Dr V, one half of a doctor couple who is waiting for a commercial surrogate to deliver their child in March 2020, says he was left with “no option" after his wife had a hysterectomy following cancer treatment. “We were desperate and the future looked very dark," he says. Fortunately, he says, his wife’s eggs had been frozen before her surgical procedure, but time was running out and there were concerns about how long her eggs would remain viable.

Why not adopt? I ask. “That was my plan B, if the embryo failed," he says, explaining that an adopted child might not have been readily accepted by his extended family. “Still, I had registered my name with the government agency a year-and-a-half back but got a very poor response and so gave up in frustration."

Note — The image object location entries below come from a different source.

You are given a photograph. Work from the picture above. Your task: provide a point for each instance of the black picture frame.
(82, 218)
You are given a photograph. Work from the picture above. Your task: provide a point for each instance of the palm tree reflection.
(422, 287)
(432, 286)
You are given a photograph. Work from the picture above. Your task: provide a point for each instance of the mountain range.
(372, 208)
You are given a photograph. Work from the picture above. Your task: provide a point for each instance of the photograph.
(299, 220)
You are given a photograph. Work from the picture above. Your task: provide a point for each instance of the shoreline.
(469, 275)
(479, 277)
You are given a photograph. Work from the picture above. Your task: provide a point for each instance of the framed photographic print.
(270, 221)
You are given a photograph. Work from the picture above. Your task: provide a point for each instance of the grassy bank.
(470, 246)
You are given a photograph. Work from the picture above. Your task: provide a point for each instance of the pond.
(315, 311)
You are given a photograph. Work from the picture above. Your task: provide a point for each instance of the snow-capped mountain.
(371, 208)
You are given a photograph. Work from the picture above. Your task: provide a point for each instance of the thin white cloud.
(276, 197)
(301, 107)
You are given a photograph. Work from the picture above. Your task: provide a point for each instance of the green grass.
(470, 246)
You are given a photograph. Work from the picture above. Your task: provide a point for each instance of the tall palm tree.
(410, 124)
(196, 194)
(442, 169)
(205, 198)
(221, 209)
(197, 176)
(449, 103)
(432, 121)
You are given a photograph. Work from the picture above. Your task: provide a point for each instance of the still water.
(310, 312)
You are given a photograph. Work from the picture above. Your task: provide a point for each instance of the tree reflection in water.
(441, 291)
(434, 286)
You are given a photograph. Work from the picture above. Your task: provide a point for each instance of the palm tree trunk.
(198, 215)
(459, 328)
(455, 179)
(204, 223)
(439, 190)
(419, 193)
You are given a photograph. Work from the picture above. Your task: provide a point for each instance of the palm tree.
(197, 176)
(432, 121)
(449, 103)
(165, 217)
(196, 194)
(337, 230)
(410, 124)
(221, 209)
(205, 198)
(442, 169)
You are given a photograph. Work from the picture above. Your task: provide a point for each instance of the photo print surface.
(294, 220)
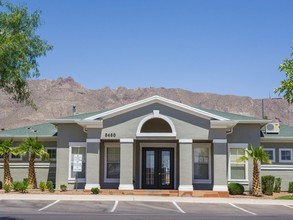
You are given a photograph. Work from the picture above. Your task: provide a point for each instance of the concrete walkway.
(258, 201)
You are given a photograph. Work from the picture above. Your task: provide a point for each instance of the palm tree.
(5, 150)
(258, 155)
(36, 150)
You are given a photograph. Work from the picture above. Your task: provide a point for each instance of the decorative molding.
(77, 144)
(26, 165)
(126, 140)
(156, 114)
(93, 140)
(220, 141)
(185, 188)
(160, 100)
(89, 186)
(126, 187)
(185, 141)
(220, 188)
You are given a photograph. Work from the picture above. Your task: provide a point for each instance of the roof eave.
(276, 139)
(152, 100)
(255, 121)
(23, 137)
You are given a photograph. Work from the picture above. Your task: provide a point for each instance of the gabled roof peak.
(160, 100)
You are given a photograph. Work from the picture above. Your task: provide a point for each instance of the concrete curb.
(143, 198)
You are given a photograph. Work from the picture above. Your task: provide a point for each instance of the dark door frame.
(158, 164)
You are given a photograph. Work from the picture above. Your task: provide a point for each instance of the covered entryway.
(158, 168)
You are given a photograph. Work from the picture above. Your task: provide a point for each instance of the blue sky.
(224, 47)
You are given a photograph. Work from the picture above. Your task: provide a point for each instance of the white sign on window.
(77, 163)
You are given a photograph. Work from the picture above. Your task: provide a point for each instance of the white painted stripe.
(53, 203)
(178, 207)
(244, 210)
(290, 207)
(115, 206)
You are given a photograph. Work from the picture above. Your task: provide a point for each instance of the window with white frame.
(52, 153)
(15, 157)
(285, 155)
(112, 162)
(238, 170)
(271, 154)
(77, 150)
(202, 163)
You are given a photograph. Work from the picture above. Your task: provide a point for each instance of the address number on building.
(110, 134)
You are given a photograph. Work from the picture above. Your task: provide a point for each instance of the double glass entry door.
(158, 168)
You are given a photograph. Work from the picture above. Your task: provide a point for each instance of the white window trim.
(51, 148)
(203, 181)
(280, 155)
(71, 145)
(108, 145)
(274, 153)
(237, 145)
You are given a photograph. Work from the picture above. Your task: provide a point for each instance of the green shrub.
(20, 186)
(63, 187)
(7, 188)
(267, 183)
(290, 190)
(277, 187)
(24, 186)
(25, 180)
(50, 186)
(95, 190)
(16, 186)
(235, 189)
(43, 186)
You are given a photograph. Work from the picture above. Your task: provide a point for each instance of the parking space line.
(47, 206)
(290, 207)
(244, 210)
(178, 207)
(115, 206)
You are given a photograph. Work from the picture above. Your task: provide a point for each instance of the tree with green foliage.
(35, 149)
(5, 150)
(258, 155)
(20, 47)
(286, 87)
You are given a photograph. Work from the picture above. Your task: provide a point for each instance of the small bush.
(7, 188)
(63, 188)
(50, 186)
(20, 186)
(290, 190)
(267, 183)
(235, 189)
(43, 186)
(16, 186)
(278, 182)
(95, 190)
(24, 186)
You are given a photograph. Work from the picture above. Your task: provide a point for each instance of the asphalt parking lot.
(59, 209)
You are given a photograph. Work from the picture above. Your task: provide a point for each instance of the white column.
(185, 165)
(126, 164)
(92, 164)
(220, 165)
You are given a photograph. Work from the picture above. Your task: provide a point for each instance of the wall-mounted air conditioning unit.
(273, 128)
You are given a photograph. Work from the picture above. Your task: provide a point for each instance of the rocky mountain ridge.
(55, 98)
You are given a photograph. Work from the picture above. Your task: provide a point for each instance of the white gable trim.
(156, 114)
(160, 100)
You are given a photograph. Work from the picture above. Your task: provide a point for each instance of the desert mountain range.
(55, 98)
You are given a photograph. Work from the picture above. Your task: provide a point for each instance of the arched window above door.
(156, 125)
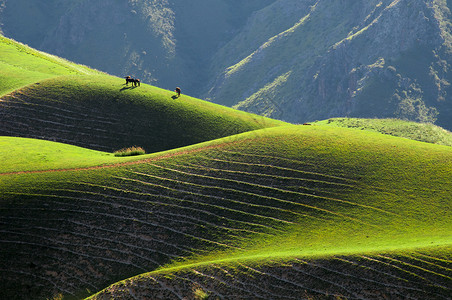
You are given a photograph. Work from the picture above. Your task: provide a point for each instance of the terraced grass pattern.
(225, 205)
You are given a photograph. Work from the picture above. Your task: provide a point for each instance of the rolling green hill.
(72, 104)
(21, 65)
(297, 198)
(225, 205)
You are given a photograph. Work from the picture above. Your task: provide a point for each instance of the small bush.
(131, 151)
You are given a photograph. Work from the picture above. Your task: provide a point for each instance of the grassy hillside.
(100, 112)
(227, 204)
(246, 212)
(21, 65)
(423, 132)
(49, 98)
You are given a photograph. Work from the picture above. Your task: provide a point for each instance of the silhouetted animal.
(129, 79)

I press on and ask about the commercial aspect of his transaction with the surrogate. “I was very picky about the surrogate and interviewed her personally to make sure she did not feel exploited," he says. He is compensating her for her services— 4 lakh—and has provided her with life insurance in order to “secure her future".

Nothing about surrogacy is simple. The proposed surrogacy law is not perfect; far from it. There is every danger that it will push the business underground and result in cash payments over which surrogates will have little control. Instead of empowering or protecting surrogates, it may take away their agency altogether.

Namita Bhandare is a Delhi-based journalist who writes frequently on gender issues.